But then something remarkable happened. As I was browsing at Motto, making notes of interesting things they stock -- a book called L'Humanisme de Michel Foucault quirkily illustrated by Isabelle Boinot (whose work is really quite reminiscent of Shrigley's), some short stories art critic Jeff Rian wrote about Paris for Purple magazine (Purple Years, which in fact you can download for free as a PDF file here), a book by Margot Zanni about film locations rather excellently designed by Swiss designer Corinne Zellweger (it made me want to produce a much more illustrated and designed book next time), a British magazine called The Mock which proclaims, in its second edition, that anecdote is the new theory (you can read the issue free online here), and the gorgeously-designed (by Zak Kyes, natch) Exhibition Prosthetics co-published by Bedford Press and Sternberg -- I was suddenly attacked by a small black kitten.

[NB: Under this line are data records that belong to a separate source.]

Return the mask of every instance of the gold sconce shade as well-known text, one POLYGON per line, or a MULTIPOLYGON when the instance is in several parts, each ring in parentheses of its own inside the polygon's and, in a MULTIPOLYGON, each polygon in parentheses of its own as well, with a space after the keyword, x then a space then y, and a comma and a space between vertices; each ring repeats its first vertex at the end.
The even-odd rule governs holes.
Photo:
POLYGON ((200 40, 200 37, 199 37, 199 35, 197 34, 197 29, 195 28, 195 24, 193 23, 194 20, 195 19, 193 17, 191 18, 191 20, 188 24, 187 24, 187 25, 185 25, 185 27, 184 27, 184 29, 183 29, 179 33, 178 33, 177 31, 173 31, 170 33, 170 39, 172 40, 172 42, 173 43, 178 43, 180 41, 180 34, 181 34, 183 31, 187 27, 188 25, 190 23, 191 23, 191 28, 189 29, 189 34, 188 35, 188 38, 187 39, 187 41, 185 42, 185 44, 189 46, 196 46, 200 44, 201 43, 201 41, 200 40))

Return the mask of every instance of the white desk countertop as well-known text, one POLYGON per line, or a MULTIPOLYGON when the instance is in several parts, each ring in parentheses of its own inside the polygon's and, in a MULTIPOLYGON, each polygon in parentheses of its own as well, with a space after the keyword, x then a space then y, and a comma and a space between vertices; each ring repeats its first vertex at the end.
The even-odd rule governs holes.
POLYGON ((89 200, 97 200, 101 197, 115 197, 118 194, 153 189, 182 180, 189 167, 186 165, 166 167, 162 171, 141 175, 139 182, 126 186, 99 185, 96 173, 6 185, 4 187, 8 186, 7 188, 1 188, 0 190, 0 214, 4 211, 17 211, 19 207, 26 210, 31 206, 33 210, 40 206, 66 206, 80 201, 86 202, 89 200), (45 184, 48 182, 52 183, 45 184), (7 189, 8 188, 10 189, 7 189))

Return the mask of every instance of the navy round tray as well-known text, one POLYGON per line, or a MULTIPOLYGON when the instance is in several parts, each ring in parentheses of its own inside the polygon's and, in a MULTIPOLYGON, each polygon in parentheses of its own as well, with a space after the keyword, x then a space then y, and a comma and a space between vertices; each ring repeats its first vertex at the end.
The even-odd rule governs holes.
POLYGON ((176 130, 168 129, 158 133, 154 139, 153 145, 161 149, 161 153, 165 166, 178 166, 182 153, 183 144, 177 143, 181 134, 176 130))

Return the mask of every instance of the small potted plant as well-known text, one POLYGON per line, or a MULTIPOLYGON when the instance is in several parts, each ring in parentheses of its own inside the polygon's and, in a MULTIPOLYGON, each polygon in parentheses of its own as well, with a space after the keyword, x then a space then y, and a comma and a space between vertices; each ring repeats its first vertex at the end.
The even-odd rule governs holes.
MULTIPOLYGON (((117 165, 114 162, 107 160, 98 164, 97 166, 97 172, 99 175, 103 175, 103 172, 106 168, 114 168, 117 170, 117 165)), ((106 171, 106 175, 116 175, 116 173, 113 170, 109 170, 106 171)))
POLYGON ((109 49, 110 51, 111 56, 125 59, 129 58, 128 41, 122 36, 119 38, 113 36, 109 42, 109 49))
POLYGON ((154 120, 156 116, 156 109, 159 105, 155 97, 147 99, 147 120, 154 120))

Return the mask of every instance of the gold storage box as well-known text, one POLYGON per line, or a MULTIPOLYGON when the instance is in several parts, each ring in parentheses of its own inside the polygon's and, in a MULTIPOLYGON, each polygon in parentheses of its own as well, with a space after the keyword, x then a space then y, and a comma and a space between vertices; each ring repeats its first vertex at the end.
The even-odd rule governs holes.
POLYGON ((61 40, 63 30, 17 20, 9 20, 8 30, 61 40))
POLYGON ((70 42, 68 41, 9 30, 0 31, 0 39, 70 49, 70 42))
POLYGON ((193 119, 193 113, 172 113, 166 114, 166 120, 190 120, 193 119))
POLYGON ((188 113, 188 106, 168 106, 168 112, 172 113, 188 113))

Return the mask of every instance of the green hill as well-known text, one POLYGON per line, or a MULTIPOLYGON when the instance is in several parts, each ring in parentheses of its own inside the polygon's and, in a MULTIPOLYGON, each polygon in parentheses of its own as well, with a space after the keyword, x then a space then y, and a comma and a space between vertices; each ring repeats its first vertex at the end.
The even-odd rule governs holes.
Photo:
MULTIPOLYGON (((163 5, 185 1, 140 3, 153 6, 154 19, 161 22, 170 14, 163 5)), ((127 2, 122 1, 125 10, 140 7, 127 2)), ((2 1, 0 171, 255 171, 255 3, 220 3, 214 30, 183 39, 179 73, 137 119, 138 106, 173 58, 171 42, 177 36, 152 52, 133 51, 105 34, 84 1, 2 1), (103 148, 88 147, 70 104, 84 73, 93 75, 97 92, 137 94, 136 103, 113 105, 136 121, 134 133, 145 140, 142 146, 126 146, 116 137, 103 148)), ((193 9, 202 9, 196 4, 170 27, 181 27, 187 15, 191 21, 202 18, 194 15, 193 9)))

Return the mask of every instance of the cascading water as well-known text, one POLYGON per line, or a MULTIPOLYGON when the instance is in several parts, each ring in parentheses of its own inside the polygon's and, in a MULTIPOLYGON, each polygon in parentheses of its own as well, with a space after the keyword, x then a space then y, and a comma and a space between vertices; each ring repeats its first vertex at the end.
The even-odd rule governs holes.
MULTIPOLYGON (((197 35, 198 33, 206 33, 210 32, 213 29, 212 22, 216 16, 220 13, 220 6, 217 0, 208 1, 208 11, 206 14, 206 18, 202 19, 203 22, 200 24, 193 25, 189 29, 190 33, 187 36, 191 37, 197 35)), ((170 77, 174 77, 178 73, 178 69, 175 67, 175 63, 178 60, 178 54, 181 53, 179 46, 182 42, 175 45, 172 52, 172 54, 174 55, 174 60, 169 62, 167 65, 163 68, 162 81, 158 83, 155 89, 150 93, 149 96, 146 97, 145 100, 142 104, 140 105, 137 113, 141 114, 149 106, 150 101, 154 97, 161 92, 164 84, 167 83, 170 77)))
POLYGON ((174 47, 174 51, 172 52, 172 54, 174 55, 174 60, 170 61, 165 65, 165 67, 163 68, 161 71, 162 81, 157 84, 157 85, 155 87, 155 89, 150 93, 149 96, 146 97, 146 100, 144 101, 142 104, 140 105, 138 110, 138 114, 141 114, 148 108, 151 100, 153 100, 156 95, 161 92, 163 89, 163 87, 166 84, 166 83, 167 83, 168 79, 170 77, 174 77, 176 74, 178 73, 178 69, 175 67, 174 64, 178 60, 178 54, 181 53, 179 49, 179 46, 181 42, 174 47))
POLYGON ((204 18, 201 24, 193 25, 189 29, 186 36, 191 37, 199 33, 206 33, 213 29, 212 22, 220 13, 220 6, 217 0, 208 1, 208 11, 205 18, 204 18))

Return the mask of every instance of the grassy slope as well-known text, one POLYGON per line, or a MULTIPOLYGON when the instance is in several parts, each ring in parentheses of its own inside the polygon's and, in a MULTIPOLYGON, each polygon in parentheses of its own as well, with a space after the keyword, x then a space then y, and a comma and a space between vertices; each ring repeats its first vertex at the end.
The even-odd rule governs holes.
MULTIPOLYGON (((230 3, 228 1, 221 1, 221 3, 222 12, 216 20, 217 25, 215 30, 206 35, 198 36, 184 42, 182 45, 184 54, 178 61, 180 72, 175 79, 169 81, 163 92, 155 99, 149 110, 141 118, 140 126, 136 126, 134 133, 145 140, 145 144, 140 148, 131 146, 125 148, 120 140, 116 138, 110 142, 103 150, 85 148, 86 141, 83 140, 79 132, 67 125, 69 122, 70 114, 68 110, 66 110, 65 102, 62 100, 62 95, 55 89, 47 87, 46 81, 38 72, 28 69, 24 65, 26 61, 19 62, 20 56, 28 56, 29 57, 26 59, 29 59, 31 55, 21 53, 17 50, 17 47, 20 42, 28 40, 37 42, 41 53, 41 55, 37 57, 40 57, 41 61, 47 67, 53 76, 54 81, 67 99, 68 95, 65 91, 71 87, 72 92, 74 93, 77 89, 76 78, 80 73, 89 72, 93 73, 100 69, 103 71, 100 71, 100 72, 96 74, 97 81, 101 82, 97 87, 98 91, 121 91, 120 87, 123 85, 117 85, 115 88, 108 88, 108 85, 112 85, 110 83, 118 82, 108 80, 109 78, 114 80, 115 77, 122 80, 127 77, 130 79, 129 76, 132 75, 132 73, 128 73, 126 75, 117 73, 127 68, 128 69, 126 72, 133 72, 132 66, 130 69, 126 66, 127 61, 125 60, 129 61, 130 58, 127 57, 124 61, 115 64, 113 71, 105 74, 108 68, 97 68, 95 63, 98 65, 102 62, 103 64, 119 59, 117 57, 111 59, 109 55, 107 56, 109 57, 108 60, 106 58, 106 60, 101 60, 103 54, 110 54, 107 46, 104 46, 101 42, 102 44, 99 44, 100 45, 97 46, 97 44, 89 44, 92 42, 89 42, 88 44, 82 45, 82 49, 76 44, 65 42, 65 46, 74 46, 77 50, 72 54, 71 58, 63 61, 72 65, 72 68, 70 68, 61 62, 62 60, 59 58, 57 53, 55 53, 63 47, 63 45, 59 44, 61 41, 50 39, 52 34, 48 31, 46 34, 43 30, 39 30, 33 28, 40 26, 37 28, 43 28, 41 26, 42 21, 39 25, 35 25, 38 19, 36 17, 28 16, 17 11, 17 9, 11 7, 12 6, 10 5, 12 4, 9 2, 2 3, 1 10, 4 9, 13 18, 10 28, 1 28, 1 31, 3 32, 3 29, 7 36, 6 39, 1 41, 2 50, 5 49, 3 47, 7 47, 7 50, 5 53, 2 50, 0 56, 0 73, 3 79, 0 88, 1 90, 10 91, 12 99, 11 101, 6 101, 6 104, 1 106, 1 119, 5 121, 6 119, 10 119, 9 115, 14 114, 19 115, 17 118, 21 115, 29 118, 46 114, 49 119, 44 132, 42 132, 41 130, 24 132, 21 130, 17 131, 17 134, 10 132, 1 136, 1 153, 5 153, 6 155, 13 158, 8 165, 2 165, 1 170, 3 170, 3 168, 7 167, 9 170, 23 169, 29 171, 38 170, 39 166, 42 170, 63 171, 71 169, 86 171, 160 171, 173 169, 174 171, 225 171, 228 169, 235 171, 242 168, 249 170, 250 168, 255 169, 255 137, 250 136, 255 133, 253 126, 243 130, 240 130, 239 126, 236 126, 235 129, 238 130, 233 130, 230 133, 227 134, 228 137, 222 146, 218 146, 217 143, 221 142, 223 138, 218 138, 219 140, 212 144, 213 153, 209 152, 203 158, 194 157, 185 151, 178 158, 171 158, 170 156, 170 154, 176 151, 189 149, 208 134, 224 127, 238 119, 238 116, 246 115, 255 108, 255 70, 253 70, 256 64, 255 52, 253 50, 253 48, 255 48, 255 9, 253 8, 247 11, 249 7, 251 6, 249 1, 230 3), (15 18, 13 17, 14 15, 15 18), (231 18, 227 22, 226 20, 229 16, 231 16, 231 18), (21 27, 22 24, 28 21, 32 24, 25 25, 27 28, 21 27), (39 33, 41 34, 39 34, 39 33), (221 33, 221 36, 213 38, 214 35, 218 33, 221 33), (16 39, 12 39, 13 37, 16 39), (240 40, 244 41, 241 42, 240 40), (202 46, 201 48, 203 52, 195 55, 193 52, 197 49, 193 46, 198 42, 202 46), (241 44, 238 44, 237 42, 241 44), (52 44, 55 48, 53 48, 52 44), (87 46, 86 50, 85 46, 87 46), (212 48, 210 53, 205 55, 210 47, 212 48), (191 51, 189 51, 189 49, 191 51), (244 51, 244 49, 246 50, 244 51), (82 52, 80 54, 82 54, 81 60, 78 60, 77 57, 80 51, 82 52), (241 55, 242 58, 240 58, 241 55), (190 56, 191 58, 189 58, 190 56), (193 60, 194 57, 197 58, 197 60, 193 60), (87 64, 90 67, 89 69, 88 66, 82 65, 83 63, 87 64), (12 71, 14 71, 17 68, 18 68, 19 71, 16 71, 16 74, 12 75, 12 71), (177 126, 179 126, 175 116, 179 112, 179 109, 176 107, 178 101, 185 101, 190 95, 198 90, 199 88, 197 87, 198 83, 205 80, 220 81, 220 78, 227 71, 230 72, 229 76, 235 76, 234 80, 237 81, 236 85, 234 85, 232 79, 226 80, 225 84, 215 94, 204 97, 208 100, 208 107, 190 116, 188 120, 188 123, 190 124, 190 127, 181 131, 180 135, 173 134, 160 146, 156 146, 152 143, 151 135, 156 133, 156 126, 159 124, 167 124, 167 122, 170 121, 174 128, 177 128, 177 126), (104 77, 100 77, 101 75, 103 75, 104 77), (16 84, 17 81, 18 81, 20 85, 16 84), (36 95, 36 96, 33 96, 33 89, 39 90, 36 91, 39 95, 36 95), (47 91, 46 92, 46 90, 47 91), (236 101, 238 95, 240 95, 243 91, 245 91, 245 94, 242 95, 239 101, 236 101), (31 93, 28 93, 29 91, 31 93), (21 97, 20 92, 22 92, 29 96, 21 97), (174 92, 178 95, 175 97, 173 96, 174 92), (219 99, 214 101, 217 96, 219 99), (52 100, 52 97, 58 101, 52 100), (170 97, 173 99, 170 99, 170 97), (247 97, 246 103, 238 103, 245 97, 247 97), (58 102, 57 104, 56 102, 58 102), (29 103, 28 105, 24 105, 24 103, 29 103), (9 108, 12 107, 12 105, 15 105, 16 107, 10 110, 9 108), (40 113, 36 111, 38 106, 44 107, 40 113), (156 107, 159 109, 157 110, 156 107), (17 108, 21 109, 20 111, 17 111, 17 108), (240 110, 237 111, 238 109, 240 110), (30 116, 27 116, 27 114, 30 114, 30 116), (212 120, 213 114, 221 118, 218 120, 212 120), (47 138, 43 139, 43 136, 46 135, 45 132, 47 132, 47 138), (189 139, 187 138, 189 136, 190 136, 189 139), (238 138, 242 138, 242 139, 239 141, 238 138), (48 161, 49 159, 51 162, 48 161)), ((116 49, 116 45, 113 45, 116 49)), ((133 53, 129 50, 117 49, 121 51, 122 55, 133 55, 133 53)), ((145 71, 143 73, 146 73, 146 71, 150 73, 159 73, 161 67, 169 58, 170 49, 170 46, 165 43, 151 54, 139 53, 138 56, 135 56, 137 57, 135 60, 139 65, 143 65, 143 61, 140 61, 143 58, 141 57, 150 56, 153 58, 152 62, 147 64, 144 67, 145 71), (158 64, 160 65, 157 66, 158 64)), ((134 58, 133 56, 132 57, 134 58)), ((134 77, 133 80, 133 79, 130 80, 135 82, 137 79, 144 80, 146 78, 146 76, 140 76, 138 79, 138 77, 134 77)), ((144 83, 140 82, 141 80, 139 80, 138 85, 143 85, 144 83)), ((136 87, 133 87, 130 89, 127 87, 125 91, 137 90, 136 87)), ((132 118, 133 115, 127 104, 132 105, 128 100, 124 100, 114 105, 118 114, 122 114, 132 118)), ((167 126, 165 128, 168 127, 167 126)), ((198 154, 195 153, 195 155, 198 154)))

Akiko Watanabe, who runs Motto, has just acquired this captivating beast -- a white-pawed small black cat, two months old, with huge pupils and a miniaturised instinct to murder. For this kitten (I didn't discover its name), Motto's piles of arty, gorgeous, intelligent and obscure books are nothing more than rocky outcrops in a tiny landscape, a "killing fields" populated by "mice" and "birds" evoked by a playful customer's wriggling, darting hands. For the kitten, a free handout advertising an art event, rattled in the air overhead, is enough to make a half-convincing sparrow.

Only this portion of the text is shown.